L’opera parte un po’ in sordina, in quanto le voci dei personaggi, che popolano la taverna, devono ancora riscaldarsi. La prima scena ci introduce dentro la vita dei minatori, che bevono e si azzuffano durante violente partite a poker; qualcuno intona un canto melanconico, rievocando la figura della madre che lo aspetta a casa: è la nostalgia perenne dell’emigrato. Entra con piglio ardito Minnie, una figura complessa, in cui l’ingenuità della gioventù si intreccia con una saggezza di sorella maggiore (lettura della Bibbia), ma anche con una forte passionalità e coraggio (la partita a carte truccata). Per questo dalla regista Harms non è stata rappresentata come la ragazzona dai modi maschili con la pistola in mano, ma come una donna indipendente, inserita in una società violenta e maschile.
Solo un’artista sensibile come Daniela Dessì ha potuto cantare con tanta irruenta passione i contraddittori atteggiamenti del personaggio, unendo una forte presenza scenica. Ha emozionato la sua particolare vocalità, salita ai vertici nei momenti di grande tensione, così come il registro acuto del tenore Fabio Armiliato (Dick Johnson) dalla innata musicalità. Ben si adatta alla voce drammatica del baritono Carlos Almaguer il ruolo di Jack Rance. La semplicità di questa tipologia umana è calata in una inventiva musicale che fa uso del dialogo; basti considerare la scena della partita a carte, in cui si rinuncia al canto ed i personaggi parlano, mostrando le loro capacità attoriali. L’orchestra è stata diretta con attenzione dal Maestro Veronesi.
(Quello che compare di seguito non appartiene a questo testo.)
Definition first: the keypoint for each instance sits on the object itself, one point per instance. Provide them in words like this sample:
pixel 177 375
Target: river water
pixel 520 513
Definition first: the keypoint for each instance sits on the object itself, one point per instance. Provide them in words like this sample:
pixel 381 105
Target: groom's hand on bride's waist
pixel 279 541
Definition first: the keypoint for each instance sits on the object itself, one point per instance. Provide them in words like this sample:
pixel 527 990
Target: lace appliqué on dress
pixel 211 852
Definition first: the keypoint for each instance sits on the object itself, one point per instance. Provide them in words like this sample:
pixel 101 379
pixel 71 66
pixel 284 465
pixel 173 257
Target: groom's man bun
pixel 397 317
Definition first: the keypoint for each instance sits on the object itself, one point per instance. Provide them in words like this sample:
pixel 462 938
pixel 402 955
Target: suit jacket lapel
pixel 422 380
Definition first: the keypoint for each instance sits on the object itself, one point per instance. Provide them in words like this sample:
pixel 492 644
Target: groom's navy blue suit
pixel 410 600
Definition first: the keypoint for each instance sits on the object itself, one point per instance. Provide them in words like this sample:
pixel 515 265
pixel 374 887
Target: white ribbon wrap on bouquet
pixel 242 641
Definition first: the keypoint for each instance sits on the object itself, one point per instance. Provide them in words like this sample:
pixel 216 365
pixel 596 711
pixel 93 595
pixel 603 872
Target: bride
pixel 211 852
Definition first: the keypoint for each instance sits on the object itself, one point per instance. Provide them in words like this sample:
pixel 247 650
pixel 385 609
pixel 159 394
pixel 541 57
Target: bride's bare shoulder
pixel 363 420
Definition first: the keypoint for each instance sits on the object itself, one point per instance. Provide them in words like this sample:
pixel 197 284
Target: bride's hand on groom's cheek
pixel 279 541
La regia di Kirsten Harms, le scene dello scultore Franco Adami ed i costumi di Giovanna Fiorentini (di effetto il vestito rosso di Minnie) propongono una ambientazione nuova. La messa in scena è fortemente connotata da un punto di vista visivo: non più le tradizionali capanne di legno, tipiche degli allestimenti di quest’opera, ma ampi spazi e mobili che richiamano la contemporaneità.
Le scene di Franco Adami rendono l’abbrutimento dell’uomo nella caccia all’oro, per questo la scultura “la pepita” è il simbolo che torna continuamente nei quadri dell’opera. I protagonisti sono i minatori, che creano una comunità di uomini duri, silenziosi al centro della storia. Adami li ha raffigurati simbolicamente nella schiera delle sculture monumentali allineate a bordo scena, come una sorta di coro muto.
Una parte del pubblico non ha condiviso queste soluzioni, tanto che alla fine dell’opera, quando gli artisti sul palcoscenico hanno raccolto i loro meritati applausi, all’apparire di Kirsten Harms si è levata una contestazione, che ha diviso il giudizio degli spettatori. Comunque la regia nella realizzazione di complicate scene di massa ha cercato di rendere la nostalgia ed il pessimismo degli emigrati, il tema della integrazione (Dick Johnson), decodificando in modo attuale la lezione di Puccini: non è la punizione, ma la comprensione che aiuta il mondo a progredire. Questa interpretazione ha reso l’opera attuale, tanto da attirare numerosi giovani spettatori.